Des murmures résonnèrent, des voix tendues, comme si ces créatures attendaient quelque chose. Ils n'étaient pas nombreux, ce soir-là, mais ce n'était pas le froid, pourtant perçant, qui en avait empêché d'autres de se joindre à eux, non. Il n’y avait qu’une seule responsable. La peur. La peur de ce qui allait surgir, d'un instant à l'autre, pour fondre sur la dizaine de formes obscures réunies, dos à dos et dont les yeux sondaient l'obscurité, tentant de deviner une forme, une lumière. Chacun paraissait sur le qui-vive. Le moindre bruit faisait sursauter les âmes réunies en ce lieu et chacune se tournait brusquement vers son origine, une arme pointée dans sa direction. Toutes les mains étaient serrées, moites et tremblantes, sur la poignée d'une épée, le manche d'une lance, la corde d'un arc ou la détente d'une arme à feu.

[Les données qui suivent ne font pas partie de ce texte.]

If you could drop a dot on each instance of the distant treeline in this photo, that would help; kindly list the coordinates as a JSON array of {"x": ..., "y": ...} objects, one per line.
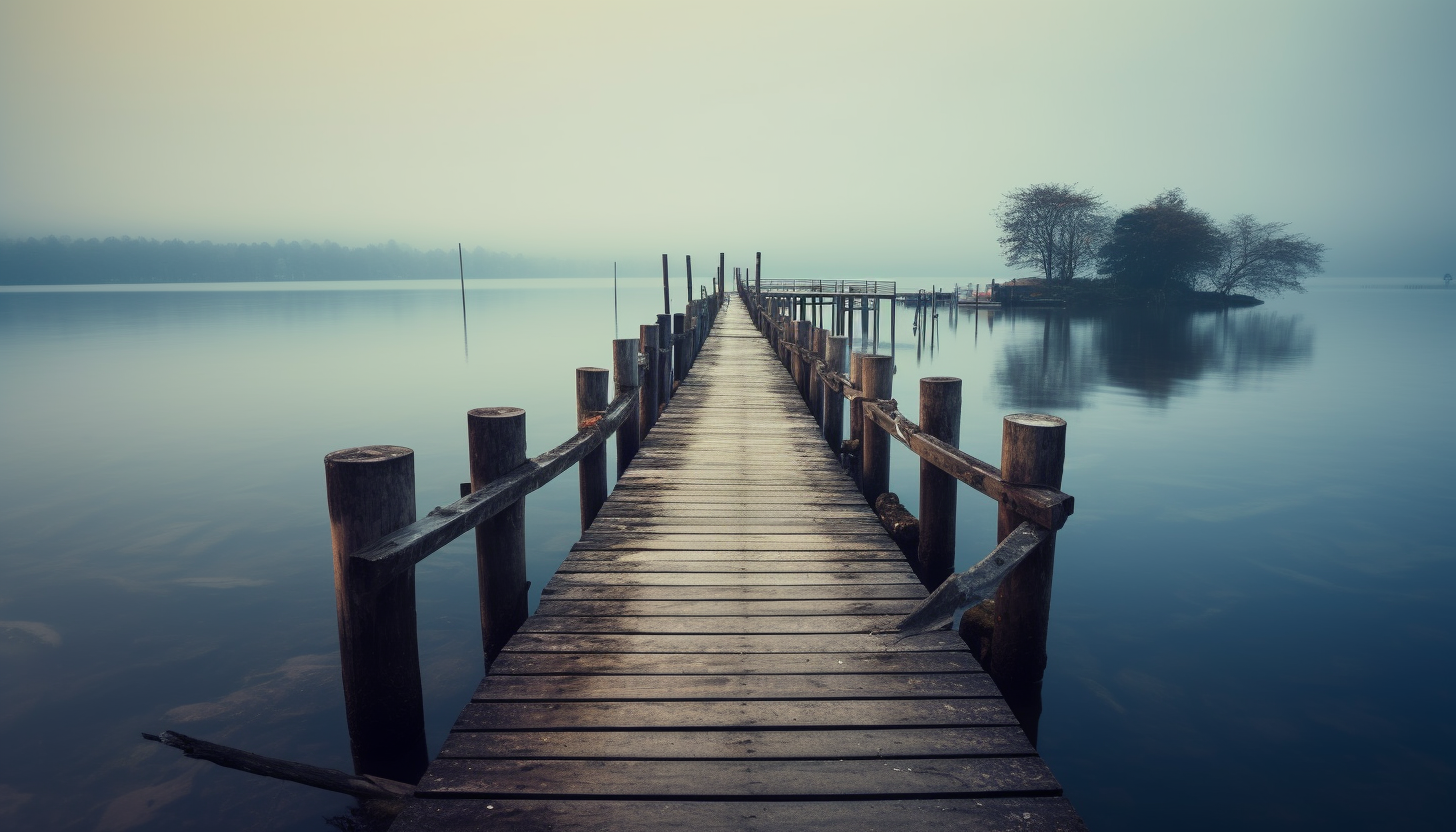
[{"x": 136, "y": 260}]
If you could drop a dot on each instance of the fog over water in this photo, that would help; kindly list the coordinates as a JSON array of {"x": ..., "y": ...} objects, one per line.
[
  {"x": 1251, "y": 618},
  {"x": 837, "y": 137},
  {"x": 1252, "y": 615}
]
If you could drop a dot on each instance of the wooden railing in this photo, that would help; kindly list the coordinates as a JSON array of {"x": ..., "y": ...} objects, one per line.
[
  {"x": 1027, "y": 484},
  {"x": 377, "y": 539}
]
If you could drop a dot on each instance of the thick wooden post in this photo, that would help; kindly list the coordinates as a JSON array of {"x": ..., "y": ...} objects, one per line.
[
  {"x": 856, "y": 411},
  {"x": 626, "y": 376},
  {"x": 939, "y": 417},
  {"x": 497, "y": 448},
  {"x": 679, "y": 347},
  {"x": 664, "y": 367},
  {"x": 832, "y": 399},
  {"x": 370, "y": 494},
  {"x": 877, "y": 375},
  {"x": 1033, "y": 452},
  {"x": 651, "y": 378},
  {"x": 591, "y": 471}
]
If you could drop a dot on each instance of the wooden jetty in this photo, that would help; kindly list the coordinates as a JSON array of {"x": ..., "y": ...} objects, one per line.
[{"x": 736, "y": 641}]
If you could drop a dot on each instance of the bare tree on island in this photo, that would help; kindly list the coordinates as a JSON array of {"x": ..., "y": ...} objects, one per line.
[
  {"x": 1051, "y": 228},
  {"x": 1257, "y": 258},
  {"x": 1161, "y": 248}
]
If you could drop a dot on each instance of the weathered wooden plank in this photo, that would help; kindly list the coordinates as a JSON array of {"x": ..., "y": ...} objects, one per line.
[
  {"x": 931, "y": 815},
  {"x": 801, "y": 780},
  {"x": 724, "y": 525},
  {"x": 938, "y": 641},
  {"x": 733, "y": 592},
  {"x": 746, "y": 579},
  {"x": 603, "y": 561},
  {"x": 703, "y": 688},
  {"x": 740, "y": 745},
  {"x": 637, "y": 608},
  {"x": 728, "y": 663},
  {"x": 734, "y": 714}
]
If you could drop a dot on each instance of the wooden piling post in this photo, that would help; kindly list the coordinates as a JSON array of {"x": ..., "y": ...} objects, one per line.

Au loin, le chant d'une flûte fit vibrer l'air. Chaque cœur manqua un battement. Le son, léger, se répéta, accompagné des pleurs vibrants d'un violon et du cri terrifiant d'un violoncelle. Un alto leur répondit, puissant et profond. Ensemble, ils tentaient de traduire la scène qui se déroulait sous leurs yeux. Une longue attente, une atmosphère lourde, des êtres effrayés, des armes dirigées vers chaque écho, chaque mouvement. Une scène jamais figée, mais d'une lenteur étouffante. L'astre céleste glissait dans le ciel. La lumière disparaîtrait, d'un moment à l'autre. Et pourtant, les pensées qui se bousculaient dans les têtes étaient on ne peut plus claires. Est-ce qu'à cet instant il apparaîtrait ? Faudrait-il l'attendre encore longtemps ? D'où surgirait-il ? D'ici ? De là ?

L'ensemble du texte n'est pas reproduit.